Hundreds of thousands of increasingly desperate people were searching for bread and water. US Secretary of State Antony Blinken secured an agreement with Netanyahu to discuss the creation of a mechanism for delivering aid to the territory's 2.3 million people.
But as of Wednesday morning, no humanitarian aid was passing through the Rafah crossing, Gaza's only connection to Egypt, where truckloads of aid have been waiting to enter. The Gaza Health Ministry said at least 3,200 people have been killed in Gaza and 11,000 wounded.
Another 1,200 people across Gaza are believed to be buried under the rubble, alive or dead, health authorities said.
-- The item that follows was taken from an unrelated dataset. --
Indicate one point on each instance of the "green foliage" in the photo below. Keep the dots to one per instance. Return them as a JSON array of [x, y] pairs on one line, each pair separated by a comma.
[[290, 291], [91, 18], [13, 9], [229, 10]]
More than 1,400 people in Israel have been killed, mostly civilians who were slain in Hamas' October 7 attack.
The assault also resulted in some 200 being taken captive into Gaza. Militants in Gaza have launched rockets every day since, aiming at cities across Israel. Protests erupted across the Middle East. In Amman, a palace statement said Jordan's king condemned “the ugly massacre perpetrated by Israel against innocent civilians.”